Looking for solvers like Matlab's fsolve for Julia


#1

I am looking for a tutorial/package for a solver in Julia that is similar to fsolve in Matlab. My problem is mostly that I have a system of equations that I want to find a solution for. My system of equation however takes a vector of variables are given, which need to be included but are not to be solved for.

Thank you very much!


#2

NLsolve.jl

You can use a closure for parameters. my_closure = (t,u) -> f(t,u,2.0) encloses 2.0. Anonymous functions are fast in Julia so this is fine.


#3

This is solved with a closure. If you have a function f(x,p) where p is a parameter you can easily create a new function f2(x) = f2(x, p) which “closes over” p.
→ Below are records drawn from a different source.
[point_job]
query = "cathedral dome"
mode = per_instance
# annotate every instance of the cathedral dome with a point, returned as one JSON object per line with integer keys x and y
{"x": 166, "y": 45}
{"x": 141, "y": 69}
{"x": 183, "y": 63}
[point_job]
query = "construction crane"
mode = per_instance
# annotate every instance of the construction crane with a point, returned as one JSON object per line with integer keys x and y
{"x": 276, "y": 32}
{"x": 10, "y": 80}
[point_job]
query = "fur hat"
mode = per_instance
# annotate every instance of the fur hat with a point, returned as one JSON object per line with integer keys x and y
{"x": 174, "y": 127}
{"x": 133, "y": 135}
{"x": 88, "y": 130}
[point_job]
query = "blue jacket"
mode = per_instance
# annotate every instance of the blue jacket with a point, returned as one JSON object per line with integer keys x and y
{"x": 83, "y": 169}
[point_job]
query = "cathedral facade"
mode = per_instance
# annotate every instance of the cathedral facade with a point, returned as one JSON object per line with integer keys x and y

See https://stackoverflow.com/documentation/julia-lang/5724/closures#t=201706061159301647931, https://docs.julialang.org/en/stable/devdocs/functions/#closures.


#4

Thanks a lot :slight_smile:


#5

For anyone that is interested in a minimal example, although of course you don’t need NLsolve to solve those equations :slight_smile:

using NLsolve
f! = function (x,dx,a) # we want to find roots for f
  dx[1] = x[1] - a[1]
  dx[2] = x[2] - a[2]
end
a = [1;5]
g!(x,dx) = f!(x,dx,a) # g is our closure for a specific a

res = nlsolve(g!,[1.0;1.0])
res.zero # should give out [1;5] as the solution

#6

Never saw this syntax for defining generic functions before. It’s interesting


#7

It’s not actually a generic function (since you can’t easily define other methods), it’s just an anonymous function bound to a variable.


#8

Note that with NLsolve’s newest version the input should be flipped so that way it’s (dx,x).


#9

Oh yeah that’s true, it’s an anonymous function. Makes more sense, syntax wise. Got confused at first because the output said “(::#1) (generic function with 1 method)”


#10

I should have been more careful: the machinery underlying generic and anonymous functions is the same. The main practical difference is that generic functions give a const binding, which allows you to add more methods, e.g. a regular binding gives:

julia> f = x -> x+1
(::#1) (generic function with 1 method)

julia> f(x,y) = 2
ERROR: cannot define function f; it already has a value

But if you make it const:

julia> const f = x -> x+1
(::#1) (generic function with 1 method)

julia> f(x,y) = 2
(::#1) (generic function with 2 methods)

The only remaining difference between this and the usual definition is the lack of a function name (which is really only for user convenience).